Can a consumer who bought a defective automobile be required to waive the right to bring a lawsuit under the New Jersey Lemon Law?
All too often, consumer contracts make it hard for purchasers to bring an action for fraud, breach of contract or other wrongdoing by a seller. When buying a new or used automobile, consumers are sometimes required to waive their rights to file a lawsuit and instead must accept provisions forcing them to resolve disputes through arbitration.
A recent New Jersey bill would change that. The proposed amendment to the state's Truth-in-Consumer Contract, Warranty and Notice Act would bar consumer contracts from limiting a consumer's right to sue without the consumer's permission. Among other rights that could not be waived or limited in a consumer contract under the proposed bill, consumers would retain their right to bring lawsuits under the New Jersey Lemon Law, the Consumer Fraud Act and other federal and state consumer protection statutes.
The new law would penalize stores and dealers that give consumers contracts that obligate the consumer to waive his or her legal rights. The contract could be deemed void and, in addition to damages and lawyers' fees, the violator would have to pay the consumer $100.

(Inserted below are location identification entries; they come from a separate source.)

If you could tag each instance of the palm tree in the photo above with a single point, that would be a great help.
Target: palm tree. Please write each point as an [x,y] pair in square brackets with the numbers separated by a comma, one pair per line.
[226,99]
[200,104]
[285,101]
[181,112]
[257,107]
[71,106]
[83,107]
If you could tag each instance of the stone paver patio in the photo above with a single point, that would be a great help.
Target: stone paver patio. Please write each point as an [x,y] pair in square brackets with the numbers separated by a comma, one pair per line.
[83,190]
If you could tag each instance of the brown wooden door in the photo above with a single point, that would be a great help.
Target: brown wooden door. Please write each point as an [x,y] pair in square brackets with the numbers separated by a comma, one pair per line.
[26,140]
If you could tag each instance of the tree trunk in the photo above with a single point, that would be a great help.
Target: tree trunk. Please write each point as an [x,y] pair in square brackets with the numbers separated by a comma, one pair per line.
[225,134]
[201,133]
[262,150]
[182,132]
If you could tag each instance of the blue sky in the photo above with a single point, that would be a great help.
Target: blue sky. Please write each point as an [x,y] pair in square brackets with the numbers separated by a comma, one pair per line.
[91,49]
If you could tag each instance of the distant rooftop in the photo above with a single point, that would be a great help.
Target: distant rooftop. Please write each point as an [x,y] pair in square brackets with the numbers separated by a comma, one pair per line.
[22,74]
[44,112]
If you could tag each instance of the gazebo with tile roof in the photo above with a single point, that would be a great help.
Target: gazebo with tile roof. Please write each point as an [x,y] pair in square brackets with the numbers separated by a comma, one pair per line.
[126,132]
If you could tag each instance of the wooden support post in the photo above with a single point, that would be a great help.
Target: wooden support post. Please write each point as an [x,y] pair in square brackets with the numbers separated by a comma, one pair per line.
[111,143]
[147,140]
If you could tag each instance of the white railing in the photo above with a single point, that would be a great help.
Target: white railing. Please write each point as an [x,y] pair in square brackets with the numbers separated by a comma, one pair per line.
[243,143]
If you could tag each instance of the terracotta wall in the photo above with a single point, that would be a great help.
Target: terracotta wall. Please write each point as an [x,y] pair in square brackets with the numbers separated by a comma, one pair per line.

Business groups oppose the bill claiming that it violates the Federal Arbitration Act and is unenforceable. Pro-consumer groups, however, support the bill, noting the growing practice of car dealerships and other companies to force consumers into arbitration to settle claims over defective cars and "lemons." Consumers who are able to avoid arbitration and avail themselves of the New Jersey Lemon Law may get a more favorable outcome.